Your hands are clenched, my heart is clenched and I can barely stay my hands from yours.
You’d think I would have learned by now to be content alone, I know, but no.
So now I find there is no choice but not to come here any more at all.
Next day: I probably should apologise for inflicting this. I'm no poet. It did make me feel enormously much better, though. As good as howling and sobbing for half an hour!
¶ 5:42 pm
I refused to let a place become tainted by a bad relationship or break-up, instead diffusing it and going often and with different people. Because life is full of hurts and disillusions, attaching them to a place carves your world away.
A relationship ended is like a plane crash landing. It's a good one as long as you can walk away from it.
Jean, Sorry, I was reading in.
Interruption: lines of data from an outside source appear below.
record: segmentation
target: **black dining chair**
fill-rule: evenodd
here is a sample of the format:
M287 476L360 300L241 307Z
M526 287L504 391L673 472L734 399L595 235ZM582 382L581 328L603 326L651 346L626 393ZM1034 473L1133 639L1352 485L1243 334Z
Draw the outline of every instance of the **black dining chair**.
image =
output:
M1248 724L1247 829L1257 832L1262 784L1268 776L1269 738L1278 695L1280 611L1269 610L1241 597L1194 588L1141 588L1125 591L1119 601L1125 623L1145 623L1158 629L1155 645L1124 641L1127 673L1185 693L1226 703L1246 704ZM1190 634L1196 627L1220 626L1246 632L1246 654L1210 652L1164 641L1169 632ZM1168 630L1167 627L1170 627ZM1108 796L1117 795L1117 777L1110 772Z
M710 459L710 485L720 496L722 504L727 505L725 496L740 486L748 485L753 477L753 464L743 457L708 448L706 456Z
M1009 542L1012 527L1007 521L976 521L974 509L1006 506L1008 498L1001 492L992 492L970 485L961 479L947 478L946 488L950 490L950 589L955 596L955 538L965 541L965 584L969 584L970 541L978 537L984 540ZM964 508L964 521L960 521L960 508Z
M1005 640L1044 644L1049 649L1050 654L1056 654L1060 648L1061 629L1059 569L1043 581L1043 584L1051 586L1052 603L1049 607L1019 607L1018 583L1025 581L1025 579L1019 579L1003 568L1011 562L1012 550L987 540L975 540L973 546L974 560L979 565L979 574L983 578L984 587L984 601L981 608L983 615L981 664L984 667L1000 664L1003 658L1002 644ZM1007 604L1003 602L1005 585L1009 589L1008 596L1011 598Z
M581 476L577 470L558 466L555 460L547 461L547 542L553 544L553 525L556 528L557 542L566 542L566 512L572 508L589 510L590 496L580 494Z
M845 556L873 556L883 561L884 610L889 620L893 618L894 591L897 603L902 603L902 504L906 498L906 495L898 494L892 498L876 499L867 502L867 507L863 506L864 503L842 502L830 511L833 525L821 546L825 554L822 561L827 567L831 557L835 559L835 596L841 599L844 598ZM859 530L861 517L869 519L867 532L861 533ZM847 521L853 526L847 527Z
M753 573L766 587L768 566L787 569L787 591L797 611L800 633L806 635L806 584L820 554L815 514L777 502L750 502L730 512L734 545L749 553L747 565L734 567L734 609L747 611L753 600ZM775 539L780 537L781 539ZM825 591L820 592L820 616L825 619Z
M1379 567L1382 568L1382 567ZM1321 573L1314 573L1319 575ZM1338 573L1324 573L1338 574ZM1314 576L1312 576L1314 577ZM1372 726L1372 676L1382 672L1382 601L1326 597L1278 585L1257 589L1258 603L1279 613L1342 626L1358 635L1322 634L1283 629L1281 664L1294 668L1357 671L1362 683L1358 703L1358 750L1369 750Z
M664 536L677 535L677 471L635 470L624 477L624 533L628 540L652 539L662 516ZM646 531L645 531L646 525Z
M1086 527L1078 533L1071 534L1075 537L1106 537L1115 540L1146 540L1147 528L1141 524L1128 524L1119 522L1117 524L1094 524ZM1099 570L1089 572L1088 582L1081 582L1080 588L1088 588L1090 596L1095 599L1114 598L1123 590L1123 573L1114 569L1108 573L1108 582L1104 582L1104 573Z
In the wrong direction. But a compliment to your poem, that it is open to different interpretations. Different when the love IS the place.
Of course you're a poet. I like the diminishment in line length in each stanza and how well that matches the content. This also meshes well with the syntax, so structured as to enforce a measured pace, as if the words are riveted to the page. I can well believe that you found the finding of just the right words to be a healing thing. We shouldn't write poetry for the therapy - we should write it for poems, and the pleasure they give to others - but like any good, honest work, it does help the heart and breath recover their natural rhythms. I hope you'll decide to make this a more regular habit, Jean. Thanks for sharing.